The REIT's portfolio was 90.7% occupied and 91.5% leased at year-end 2003, and its year-to-date tenant retention rate was 80.2%, which "exceeded our aggressive goals," says Gerard H. Sweeney, president and CEO. "Clearly, the leasing market continues to remain challenging. We were able to surpass our same-store net operating income forecasts and we remain focused on controlling our capital costs and capturing more than our share of transactions in this highly competitive environment. We continue to be cautious in our outlook for 2004," he adds.

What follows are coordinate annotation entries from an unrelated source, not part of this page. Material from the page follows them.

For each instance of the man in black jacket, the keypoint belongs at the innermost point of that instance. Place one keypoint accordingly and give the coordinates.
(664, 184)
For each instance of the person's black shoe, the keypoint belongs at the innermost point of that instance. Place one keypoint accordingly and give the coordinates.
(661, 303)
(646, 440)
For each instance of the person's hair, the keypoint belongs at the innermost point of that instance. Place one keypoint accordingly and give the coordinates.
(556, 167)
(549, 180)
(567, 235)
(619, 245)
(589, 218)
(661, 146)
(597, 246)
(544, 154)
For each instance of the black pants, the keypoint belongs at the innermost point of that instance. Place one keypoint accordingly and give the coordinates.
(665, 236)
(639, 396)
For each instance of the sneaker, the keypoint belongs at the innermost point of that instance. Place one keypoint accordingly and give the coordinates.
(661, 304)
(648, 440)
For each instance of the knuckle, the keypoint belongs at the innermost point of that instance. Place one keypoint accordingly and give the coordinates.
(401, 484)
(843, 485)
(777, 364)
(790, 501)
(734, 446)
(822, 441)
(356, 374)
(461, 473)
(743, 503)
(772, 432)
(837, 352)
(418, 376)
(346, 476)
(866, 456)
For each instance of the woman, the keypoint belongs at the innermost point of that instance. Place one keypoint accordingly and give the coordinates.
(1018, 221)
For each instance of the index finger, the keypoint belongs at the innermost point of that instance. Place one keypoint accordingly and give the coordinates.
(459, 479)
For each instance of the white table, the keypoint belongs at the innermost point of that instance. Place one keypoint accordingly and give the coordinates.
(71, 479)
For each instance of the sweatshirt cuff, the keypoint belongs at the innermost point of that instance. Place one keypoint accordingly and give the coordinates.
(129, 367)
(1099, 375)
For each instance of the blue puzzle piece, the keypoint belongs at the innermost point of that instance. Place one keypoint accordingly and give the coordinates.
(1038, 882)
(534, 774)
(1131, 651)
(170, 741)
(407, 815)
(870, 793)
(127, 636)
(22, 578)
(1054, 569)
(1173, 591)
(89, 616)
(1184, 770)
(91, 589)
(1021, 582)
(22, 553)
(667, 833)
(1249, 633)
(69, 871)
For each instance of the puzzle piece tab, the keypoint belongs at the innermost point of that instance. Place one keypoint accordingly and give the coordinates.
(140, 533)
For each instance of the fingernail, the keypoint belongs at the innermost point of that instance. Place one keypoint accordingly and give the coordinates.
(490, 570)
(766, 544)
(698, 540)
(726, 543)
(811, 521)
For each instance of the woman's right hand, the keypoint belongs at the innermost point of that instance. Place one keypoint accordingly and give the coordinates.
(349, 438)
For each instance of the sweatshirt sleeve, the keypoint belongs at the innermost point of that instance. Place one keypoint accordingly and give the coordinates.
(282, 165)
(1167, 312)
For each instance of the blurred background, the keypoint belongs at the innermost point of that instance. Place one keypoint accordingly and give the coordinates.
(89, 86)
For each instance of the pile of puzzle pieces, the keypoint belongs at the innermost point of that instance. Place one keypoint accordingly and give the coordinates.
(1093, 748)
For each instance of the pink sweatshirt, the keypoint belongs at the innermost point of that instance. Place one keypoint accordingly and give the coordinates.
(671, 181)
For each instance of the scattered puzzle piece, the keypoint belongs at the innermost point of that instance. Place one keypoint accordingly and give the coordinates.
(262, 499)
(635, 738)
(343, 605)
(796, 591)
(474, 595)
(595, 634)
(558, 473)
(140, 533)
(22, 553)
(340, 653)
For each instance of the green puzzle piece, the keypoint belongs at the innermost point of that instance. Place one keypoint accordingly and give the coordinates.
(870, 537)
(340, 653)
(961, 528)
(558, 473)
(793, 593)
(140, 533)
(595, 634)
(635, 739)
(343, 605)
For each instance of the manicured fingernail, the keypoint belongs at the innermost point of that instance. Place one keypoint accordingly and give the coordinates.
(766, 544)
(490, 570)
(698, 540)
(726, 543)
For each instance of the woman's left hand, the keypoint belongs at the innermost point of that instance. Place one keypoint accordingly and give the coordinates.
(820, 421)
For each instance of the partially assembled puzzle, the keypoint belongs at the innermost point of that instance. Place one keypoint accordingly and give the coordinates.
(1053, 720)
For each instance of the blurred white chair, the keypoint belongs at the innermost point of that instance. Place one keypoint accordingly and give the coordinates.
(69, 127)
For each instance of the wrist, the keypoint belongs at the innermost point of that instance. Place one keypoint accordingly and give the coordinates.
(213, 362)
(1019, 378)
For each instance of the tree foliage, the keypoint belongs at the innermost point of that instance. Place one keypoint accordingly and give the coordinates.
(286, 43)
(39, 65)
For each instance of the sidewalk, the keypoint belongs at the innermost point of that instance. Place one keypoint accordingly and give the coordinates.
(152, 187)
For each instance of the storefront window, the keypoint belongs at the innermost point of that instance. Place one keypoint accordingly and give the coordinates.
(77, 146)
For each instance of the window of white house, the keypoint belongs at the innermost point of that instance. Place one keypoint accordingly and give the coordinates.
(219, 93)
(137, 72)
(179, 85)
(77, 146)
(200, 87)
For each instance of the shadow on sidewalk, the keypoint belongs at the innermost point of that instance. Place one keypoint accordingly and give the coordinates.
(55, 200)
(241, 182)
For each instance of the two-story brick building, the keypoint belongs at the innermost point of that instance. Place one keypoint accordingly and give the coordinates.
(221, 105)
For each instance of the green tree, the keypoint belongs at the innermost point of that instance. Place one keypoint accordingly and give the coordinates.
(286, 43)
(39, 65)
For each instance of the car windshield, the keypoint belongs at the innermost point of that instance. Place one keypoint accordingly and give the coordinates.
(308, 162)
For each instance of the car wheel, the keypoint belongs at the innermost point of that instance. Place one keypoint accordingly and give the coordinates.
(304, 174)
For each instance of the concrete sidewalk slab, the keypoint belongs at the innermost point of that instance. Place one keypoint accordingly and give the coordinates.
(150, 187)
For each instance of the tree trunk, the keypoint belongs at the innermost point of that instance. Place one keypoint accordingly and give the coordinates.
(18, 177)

Sweeney cited Brandywine's joint venture with Australia-based Macquarie Office Trust and "success in raising attractively priced equity capital" as moves that "accelerated our balance sheet strengthening program." During the fourth quarter, the REIT contributed two office properties containing 663,000 sf and valued at $112.8 million, into a real estate venture with Macquarie while retaining a 20% interest. In addition, Brandywine sold six office properties aggregating 302,000 sf for $29.7 million and 21 acres of land for $3 million during the same quarter.

Also during fourth quarter it gained net proceeds of $64.1 million from a public offering of common stock and $48.1 million from the sale of preferred shares. It also significantly reduced dividend payments by redeeming outstanding preferred shares from previous offerings.